Winn Brainy yerine devam etti. "Gemiye giren hiçbir canlı formu canlı çıkamaz. Sadece ölümsüzler girebilir. Ya da özel bir aparata sahip olunmalı."
"Fark etmez."
"Lena saçmalamayı kes." Alex cihazı geri aldı. "Bir yolunu bulup o aparatlardan bulmalıyız."
"Bugünlük yeter. Ben ofise dönüyorum." J'onn ayağa kalktı.
"Bende eve döneceğim o zaman." Alex cevap verdi. Lena'ya döndü. "Lena, lütfen böyle yapma. Kara iyi olmanı isterdi."
Herkes gitti. Lena sessizce kendi kendine konuştu. "Kara herkesi kurtarmamı isterdi." Bilgisayarın başına oturdu ve geminin yerini uzun uğraşlar sonucu buldu. Beline Alex'in silahlarından birini geçirdi ve Hall of Justice'dan ayrıldı.
Adrese geldi. Şifreli bir asansör vardı. Asansörü çalıştırmayı başardı. Asansöre binip aşağı indi ve kapı açıldı. İçeri girdiğinde geminin kapısını görebiliyordu.
"Lena?"
Sesin geldiği yöne döndü. Lex'in ta kendisiydi.
"Sen! Senin ne işin var burada?!" Lena belinden silahı çıkardı ve Lex'e doğrulttu.
"Ah hadi ama." Ellerini kaldırdı. "Daha önce de bu pozisyona düştük ufaklık."
"Biliyorum."
"Ah!
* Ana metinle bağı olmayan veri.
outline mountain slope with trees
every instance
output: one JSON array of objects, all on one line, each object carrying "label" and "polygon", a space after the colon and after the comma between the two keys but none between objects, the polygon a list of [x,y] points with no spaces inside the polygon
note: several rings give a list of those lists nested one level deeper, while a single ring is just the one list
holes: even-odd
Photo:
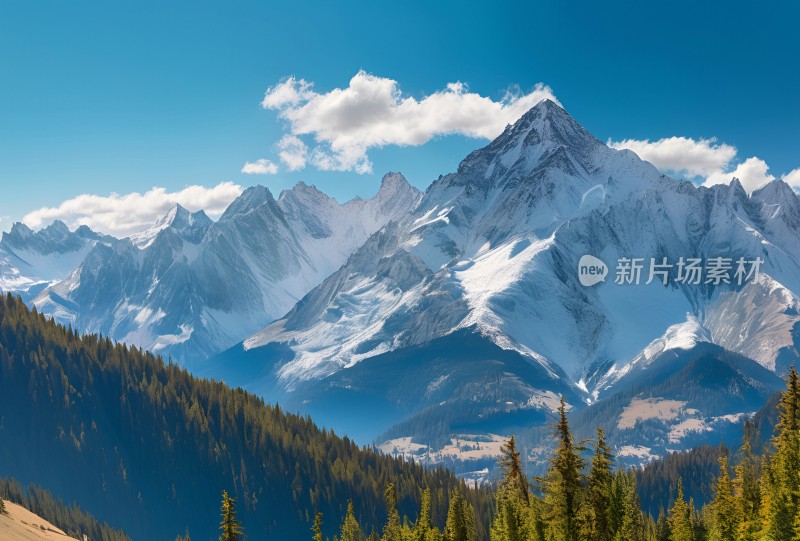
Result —
[{"label": "mountain slope with trees", "polygon": [[[0,298],[0,417],[0,474],[79,501],[133,539],[171,541],[187,528],[206,539],[222,490],[249,538],[294,539],[317,512],[344,516],[348,499],[377,528],[390,482],[403,513],[432,487],[443,522],[461,486],[149,353],[79,336],[10,295]],[[488,491],[467,494],[488,518]]]}]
Kara söyledi mi? Ama ben sana ne söyledim bu durumdayken biliyor musun? Onun sana yalan söylediğini. Kara bu gerçeği sana hâlâ söylemeyecekti."
"Biliyorum."
"Bu sefer söyledi mi?" Lex güldü.
"Hayır."
"Ona kızgın değil misin?"
"Eğer onu öldürmeseydin kızacak vaktim olabilirdi!" Boşluğa ateş etti. Lex telaşla sandalyeye oturdu.
"Keşke önce seni kaybetmesini bekleseymişim."
"Beni kaybetmeyecekti. Ondan asla vazgeçmezdim."
"Kızarım dedin."
"Affetmem demedim!"
"Boyundan büyük işlere kalkışıyorsun. Burada ne işin var?"
"Leviathan'ı durduracağım."
"Bunu yapamazsın."
"İzle ve gör derdim ama o kadar zamanın yok."
"Sen diğer Lena kadar güçlü değilsin. Beni öldüremezsin."
Lena Lex'in göğsüne 2 el ateş etti.
"Bu sefer gittiğin cehennemden geri dönme. Yoksa seni yine gelip yine öldürürüm."
"Ama Kara benim gibi geri dönmeyecek." Lex güldü.
Lena ağlarken 3. eli ateş etti. Lex ölmüştü. Silahı yere attı ve cihazı sıkı sıkı tutup geminin kapısının önünde dikildi. Abisinin son sözleri Kara'nın asla geri dönmeyeceğiydi. Derin bir nefes alıp içeri girdi. Canı çok yanıyordu. Cihazı yerleştirdi. Kulaklığından Alex'in sesi gelmeye başladı.
"Lena! Yapma demiştim! Gemiden yayılan sinyali alıyoruz. Sensin biliyorum! Hemen çık ordan!" Lena cevap vermedi.
Acı dolu bir 10 dakikaydı. Alex pes etmiş, dayanmasını söylüyordu. Gemiden sesler gelmeye başladı.
"Lena.. Yaptın! Leviathan öldü! Hadi! Çıkabilirsin! Çık oradan!"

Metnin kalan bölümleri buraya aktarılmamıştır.